What is she talking about when she starts talking about Dostoyevsky? Read the article and find out. And then let us know what you think.

Another article worth reading on the same theme in the New York Times was “Video Game Helps Math Students Vanquish an Archfiend: Algebra.” It is about a video game, Dimension M, made by Tabula Digita, that quizzes students on math—from algebra to fractions. It seems to be a big extrinsic motivator for students to tackle math and costs only $10 to $20 per student. A large handful of middle schools are trying it out, and the Games for Learning Institute, a $3 million research effort at New York University, will be studying it further.


The fluidity of ‘giftedness’

Friday Nov 7, 2008

It’s been an exciting week in the U.S. An historic presidential election concluded with a landmark result of which all of us can proud regardless of our political views. We look forward to seeing what an Obama presidency will mean for the future of education. In the President-elect’s past remarks, he has spoken eloquently about the potential for technology to play a game-changing role in education. We hope he continues to embrace this potential and helps open disruptive paths for such innovations as online learning that hold the potential for game-changing transformations.
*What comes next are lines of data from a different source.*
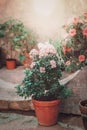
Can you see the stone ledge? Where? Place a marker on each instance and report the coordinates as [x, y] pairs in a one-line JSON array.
[[10, 100]]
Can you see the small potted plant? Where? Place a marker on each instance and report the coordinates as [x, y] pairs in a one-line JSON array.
[[41, 82]]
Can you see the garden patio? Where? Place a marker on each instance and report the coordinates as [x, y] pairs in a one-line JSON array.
[[46, 42]]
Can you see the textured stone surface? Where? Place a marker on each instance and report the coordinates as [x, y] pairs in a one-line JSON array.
[[78, 85], [11, 100], [4, 104], [43, 15]]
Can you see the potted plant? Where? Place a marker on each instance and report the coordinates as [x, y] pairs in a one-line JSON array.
[[41, 82], [18, 39]]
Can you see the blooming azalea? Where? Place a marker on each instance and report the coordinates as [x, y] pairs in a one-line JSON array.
[[81, 58], [72, 32], [53, 64], [32, 65], [85, 31], [68, 62], [33, 53], [42, 69], [75, 20]]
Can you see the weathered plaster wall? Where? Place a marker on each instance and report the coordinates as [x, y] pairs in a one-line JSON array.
[[45, 17]]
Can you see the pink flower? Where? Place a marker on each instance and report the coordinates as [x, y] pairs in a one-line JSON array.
[[33, 53], [72, 32], [32, 65], [75, 20], [85, 31], [53, 64], [46, 49], [42, 69], [85, 14], [81, 58], [68, 62]]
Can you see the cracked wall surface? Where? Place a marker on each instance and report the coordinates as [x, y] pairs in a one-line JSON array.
[[45, 17]]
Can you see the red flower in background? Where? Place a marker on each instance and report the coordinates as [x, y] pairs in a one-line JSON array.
[[81, 58], [72, 32]]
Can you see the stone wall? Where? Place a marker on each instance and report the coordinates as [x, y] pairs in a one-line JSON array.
[[45, 17]]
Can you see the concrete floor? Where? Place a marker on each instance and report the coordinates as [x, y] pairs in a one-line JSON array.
[[22, 120], [26, 120]]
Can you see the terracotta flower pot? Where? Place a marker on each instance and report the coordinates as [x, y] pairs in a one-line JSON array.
[[83, 109], [11, 63], [47, 111]]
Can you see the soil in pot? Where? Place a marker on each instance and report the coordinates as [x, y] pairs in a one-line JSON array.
[[47, 111], [10, 63], [83, 109]]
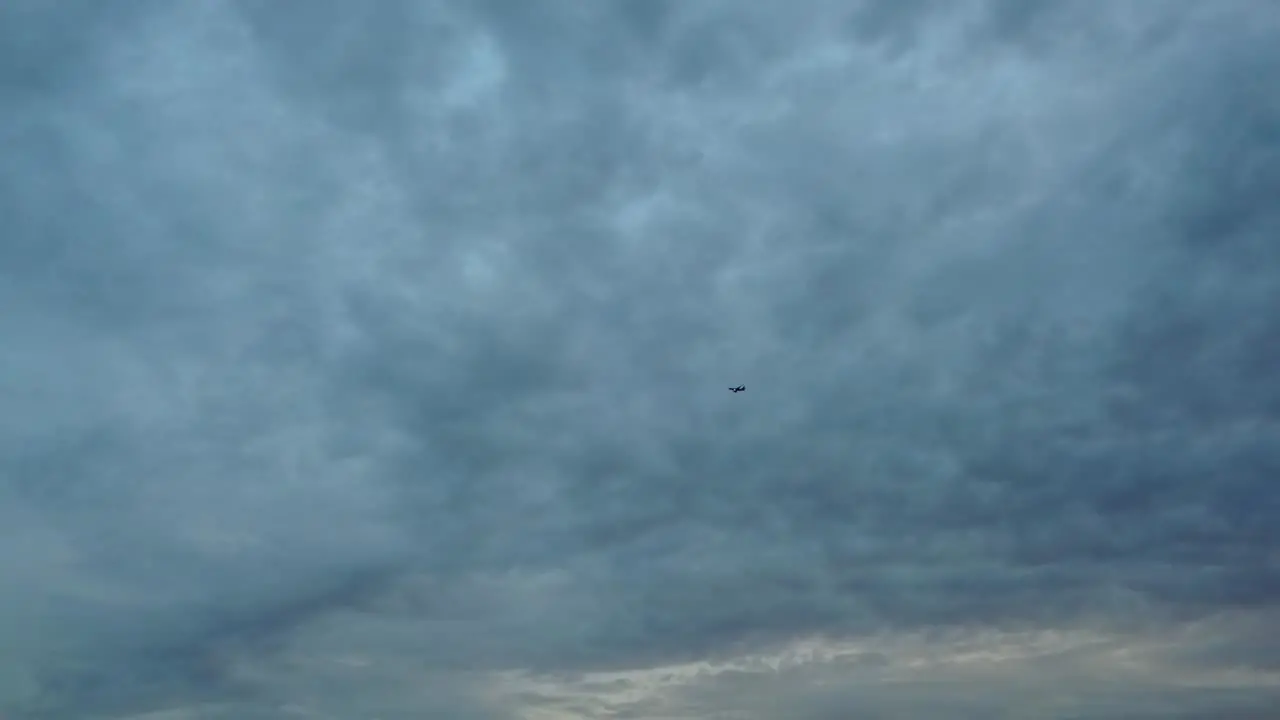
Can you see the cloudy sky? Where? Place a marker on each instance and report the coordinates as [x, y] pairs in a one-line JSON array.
[[370, 360]]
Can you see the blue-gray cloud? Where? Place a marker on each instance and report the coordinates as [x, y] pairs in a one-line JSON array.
[[405, 332]]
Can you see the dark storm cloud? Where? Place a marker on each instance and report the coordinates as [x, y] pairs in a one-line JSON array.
[[402, 332]]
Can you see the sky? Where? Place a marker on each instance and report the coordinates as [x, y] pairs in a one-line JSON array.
[[370, 360]]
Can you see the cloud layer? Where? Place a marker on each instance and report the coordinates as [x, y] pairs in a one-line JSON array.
[[371, 361]]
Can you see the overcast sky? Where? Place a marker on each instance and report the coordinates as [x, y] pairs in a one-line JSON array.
[[370, 360]]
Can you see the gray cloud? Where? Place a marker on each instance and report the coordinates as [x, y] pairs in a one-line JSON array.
[[359, 358]]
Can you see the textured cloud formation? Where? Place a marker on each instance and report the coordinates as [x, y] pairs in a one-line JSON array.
[[370, 360]]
An upcoming book helps show why this is important. Titled The Development of Giftedness and Talent Across the Life Span, it has some interesting insights on the nature of giftedness—namely how academic talent can wax and wane over time and how it can be nurtured and taught, according to an Education Week article previewing the book.

One implication of this work is that the structure of schools doesn’t always support this fluidity. “Children might move in and out of ‘gifted’ programs more frequently, based on their individual needs,” says the article in paraphrasing the book’s co-editor, Frances Degen Horowitz.
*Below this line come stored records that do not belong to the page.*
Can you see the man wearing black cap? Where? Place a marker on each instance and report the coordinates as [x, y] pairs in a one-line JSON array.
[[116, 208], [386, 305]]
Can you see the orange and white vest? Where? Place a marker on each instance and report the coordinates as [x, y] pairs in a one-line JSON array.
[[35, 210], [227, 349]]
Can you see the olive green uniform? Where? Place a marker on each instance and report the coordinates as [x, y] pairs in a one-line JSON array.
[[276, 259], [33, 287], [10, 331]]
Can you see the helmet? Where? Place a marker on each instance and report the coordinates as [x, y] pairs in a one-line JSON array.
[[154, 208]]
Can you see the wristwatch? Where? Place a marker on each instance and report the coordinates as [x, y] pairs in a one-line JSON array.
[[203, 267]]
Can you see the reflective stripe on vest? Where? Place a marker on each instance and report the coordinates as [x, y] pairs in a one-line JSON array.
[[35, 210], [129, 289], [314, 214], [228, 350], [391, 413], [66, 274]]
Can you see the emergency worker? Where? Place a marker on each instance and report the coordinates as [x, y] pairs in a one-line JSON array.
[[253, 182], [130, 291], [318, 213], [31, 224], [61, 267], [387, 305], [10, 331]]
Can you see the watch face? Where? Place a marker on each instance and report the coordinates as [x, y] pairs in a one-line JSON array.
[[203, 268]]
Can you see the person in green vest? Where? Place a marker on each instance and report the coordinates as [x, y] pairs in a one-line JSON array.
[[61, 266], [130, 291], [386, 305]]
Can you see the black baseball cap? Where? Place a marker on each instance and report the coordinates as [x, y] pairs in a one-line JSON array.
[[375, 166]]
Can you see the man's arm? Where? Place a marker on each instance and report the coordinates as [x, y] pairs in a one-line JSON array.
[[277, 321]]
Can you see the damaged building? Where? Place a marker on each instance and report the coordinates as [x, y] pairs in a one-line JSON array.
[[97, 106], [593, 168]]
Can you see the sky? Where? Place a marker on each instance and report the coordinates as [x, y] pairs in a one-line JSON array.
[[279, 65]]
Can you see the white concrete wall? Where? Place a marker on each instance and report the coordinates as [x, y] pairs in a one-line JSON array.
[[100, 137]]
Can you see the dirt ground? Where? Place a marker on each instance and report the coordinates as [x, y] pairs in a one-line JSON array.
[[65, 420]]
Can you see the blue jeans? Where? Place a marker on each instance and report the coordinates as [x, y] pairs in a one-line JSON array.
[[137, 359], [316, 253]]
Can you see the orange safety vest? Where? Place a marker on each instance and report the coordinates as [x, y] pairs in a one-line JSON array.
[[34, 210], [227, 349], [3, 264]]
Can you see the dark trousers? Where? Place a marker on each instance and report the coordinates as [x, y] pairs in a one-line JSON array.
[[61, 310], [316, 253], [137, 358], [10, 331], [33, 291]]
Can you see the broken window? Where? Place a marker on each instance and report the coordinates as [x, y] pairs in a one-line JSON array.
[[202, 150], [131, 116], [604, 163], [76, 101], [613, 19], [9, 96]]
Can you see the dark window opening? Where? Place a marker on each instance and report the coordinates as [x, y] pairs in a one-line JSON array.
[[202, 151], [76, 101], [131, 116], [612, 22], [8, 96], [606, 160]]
There are obviously many problems in doing this in current schools. For example, I imagine moving children in and out of gifted classes might crush their confidence and hurt their feeling of self-efficacy. It goes to the problem of how social promotion and holding a child back both have inherent problems associated with them.

Online or computer-based learning introduced disruptively can help solve this tradeoff. By being individually paced but not taking a child out of his or her social environment in essence, it allows for children to take what is most relevant for their individual needs at any given time. In theory it can also allow children to match with others from around the world that are in similar places, but not create static environments that could have negative effects on development. And for those children who remain “advanced” compared to their social peers, it can allow them to continue to work through challenging material to grow and expand their horizons without becoming bored—an exciting proposition to allow all children to realize their fullest potential and promise.

*Note: I will be out of the country and on vacation starting tomorrow for the next two weeks. I will not be posting to the blog during this time. I will resume my regular weekly posts upon my return.